TERNI – Sono passati sette anni da quando Umbria Jazz – comprese le parentesi Covid – è tornata a Terni. Ne va fiero il presidente della Fondazione Cassa di Risparmio, Luigi Carlini, che con altrettanto orgoglio annuncia l’edizione 2024 di Umbria Jazz Weekend dal 12 al 15 settembre, certo di aver reso un servizio culturale e sociale alla cittadinanza e forte del fatto che in questi anni si sono fatte più intense le relazioni con gli assessorati regionali e comunali ai fini del successo del festival.
L’assessora comunale alla Cultura Michela Bordoni ha invece insistito sui caratteri “identitari” su cui il Comune sta lavorando per caratterizzare il festival ternano di Umbria Jazz (tema su cui torneremo in seguito), con l’individuazione della location di Piediluco e l’allargamento del perimetro del centro con l’inclusione di piazza Valnerina. Il presidente della Fondazione Umbria Jazz Gian Luca Laurenzi va anche lui fiero del fatto che nel corso del suo mandato (in scadenza) si è riusciti a svolgere Umbria Jazz a Terni compreso l’annus horribilis del 2020 per il Covid, mentre l’assessora regionale al turismo e alla cultura Paola Agabiti (anche lei in scadenza di mandato) ha ringraziato tutti: Fondazione Cassa di Risparmio, assessorato comunale, ma soprattutto il direttore artistico Carlo Pagnotta, senza di lui non esisterebbe Umbria Jazz, il quale Pagnotta si chiede tutt’oggi, a distanza di sette anni dal ritorno a Terni, perché i ternani debbano essere i parenti poveri di Umbria Jazz, se è vero che ad esempio il budget di Orvieto ammonta a circa il doppio di quello di Terni che con i suoi 380 mila euro è la terza città umbra in quanto a risorse disponibili.
Poi passa alla musica e in fatto di musica, oltre al fatto che si potrebbe fare di più, definisce interessante il programma con un rinnovato ruolo centrale di piazza della Repubblica con musica quasi non-stop, dall’afrobeat africano, al blues al gospel, elogia gli instancabili Funk Off e tutto il pubblico che partecipa ad ogni loro evento, fa riferimento a Peter Bernstein, tra i più importanti chitarristi affermatosi a New York e a Danilo Rea che ha voluto quest’anno a compendio del 2020 quando il Covid gli impedì di partecipare, ringrazia i ragazzi di Baravai e del B Side che ospiteranno lo swing del tentetto di Nico Gori e plaude UJ4Kinds, lo spazio che Umbria Jazz dedica ai più piccoli.

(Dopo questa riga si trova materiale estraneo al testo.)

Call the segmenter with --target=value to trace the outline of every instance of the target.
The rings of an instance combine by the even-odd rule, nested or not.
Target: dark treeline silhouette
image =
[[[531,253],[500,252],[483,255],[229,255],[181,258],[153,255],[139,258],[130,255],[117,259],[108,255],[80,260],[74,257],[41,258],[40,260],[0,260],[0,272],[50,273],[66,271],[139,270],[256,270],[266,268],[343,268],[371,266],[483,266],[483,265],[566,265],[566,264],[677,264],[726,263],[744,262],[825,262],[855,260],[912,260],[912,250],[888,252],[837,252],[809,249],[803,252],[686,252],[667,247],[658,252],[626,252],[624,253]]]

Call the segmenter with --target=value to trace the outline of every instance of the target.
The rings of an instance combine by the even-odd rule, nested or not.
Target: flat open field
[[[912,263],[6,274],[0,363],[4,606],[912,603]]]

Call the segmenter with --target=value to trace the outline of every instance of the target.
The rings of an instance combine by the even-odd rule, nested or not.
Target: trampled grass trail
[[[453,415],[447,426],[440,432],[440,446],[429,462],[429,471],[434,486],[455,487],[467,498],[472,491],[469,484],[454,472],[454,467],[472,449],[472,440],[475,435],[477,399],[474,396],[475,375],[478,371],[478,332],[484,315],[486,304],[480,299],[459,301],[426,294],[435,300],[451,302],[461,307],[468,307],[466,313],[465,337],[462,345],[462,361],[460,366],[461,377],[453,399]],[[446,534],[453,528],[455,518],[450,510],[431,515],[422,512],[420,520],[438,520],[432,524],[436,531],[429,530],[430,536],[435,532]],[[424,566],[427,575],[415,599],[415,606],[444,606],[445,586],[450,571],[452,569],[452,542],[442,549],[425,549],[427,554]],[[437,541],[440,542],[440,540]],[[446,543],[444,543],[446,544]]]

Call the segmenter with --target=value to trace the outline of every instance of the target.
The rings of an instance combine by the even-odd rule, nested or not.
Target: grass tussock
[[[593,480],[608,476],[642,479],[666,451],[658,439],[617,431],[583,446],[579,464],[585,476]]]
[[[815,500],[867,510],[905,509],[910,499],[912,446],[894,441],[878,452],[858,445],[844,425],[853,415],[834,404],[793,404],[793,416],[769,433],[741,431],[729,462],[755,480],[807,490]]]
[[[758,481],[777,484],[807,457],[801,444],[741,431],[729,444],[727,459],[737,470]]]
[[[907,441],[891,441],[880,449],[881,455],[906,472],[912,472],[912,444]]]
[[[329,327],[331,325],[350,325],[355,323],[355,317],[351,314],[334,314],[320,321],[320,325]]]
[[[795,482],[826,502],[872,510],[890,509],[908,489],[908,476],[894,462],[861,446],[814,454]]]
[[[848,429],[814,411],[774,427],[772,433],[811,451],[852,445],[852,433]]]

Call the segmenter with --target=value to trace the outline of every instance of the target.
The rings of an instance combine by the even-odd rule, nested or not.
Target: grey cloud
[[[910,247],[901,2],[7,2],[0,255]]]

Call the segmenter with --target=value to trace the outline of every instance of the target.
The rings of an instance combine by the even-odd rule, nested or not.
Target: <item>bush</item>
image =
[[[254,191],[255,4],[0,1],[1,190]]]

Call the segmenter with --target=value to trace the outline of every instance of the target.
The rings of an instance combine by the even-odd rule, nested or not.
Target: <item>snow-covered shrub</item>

Sui tratti identitari del festival ternano accennati dall’assessora comunale alla Cultura Michela Bordoni urge infine una riflessione.
La sensazione che in questi sette anni di Umbria Jazz a Terni emerge è che Terni non suscitando l’appeal di città storico-artistiche come Perugia e Orvieto, incastonate nei loro contesti architettonici e paesaggistici, fatica a trovare una propria individuazione territoriale, me più che di identità, sarebbe più corretto parlare di marketing territoriale. E’ infatti attraverso un’ampia operazione di promozione territoriale con la creazione di eventi di alto richiamo ad hoc che il festival ternano potrebbe trovare una propria più precipua collocazione nell’ambito del sistema Umbria Jazz regionale. Ma per fare marketing è necessario prima di tutto valutare le risorse che si è disposti ad investire per la promozione.
Questo è il punto nodale su cui ha insistito particolarmente Carlo Pagnotta che ha affermato che i 380 mila euro del budget ternano sono appena sufficienti per le spese di produzione e che ricorda che, dopo il Covid, i costi sono aumentati dal 30 al 50 per cento in più, compresa l’esosa lievitazione dei costi per il trasporto aereo. Dunque, più che una re-individuazione dei luoghi di svolgimento del festival – il successo di Umbria Jazz, del resto, è dovuto al format che prevede lo svolgimento nei centri storici delle città creando quel clima di enclave aperta della musica – sarebbe necessario investire nel marketing e nella promozione territoriale, superando quell’ulteriore gap che divide Perugia e Orvieto da Terni, vale a dire che alla parola città manca l’aggettivazione d’arte.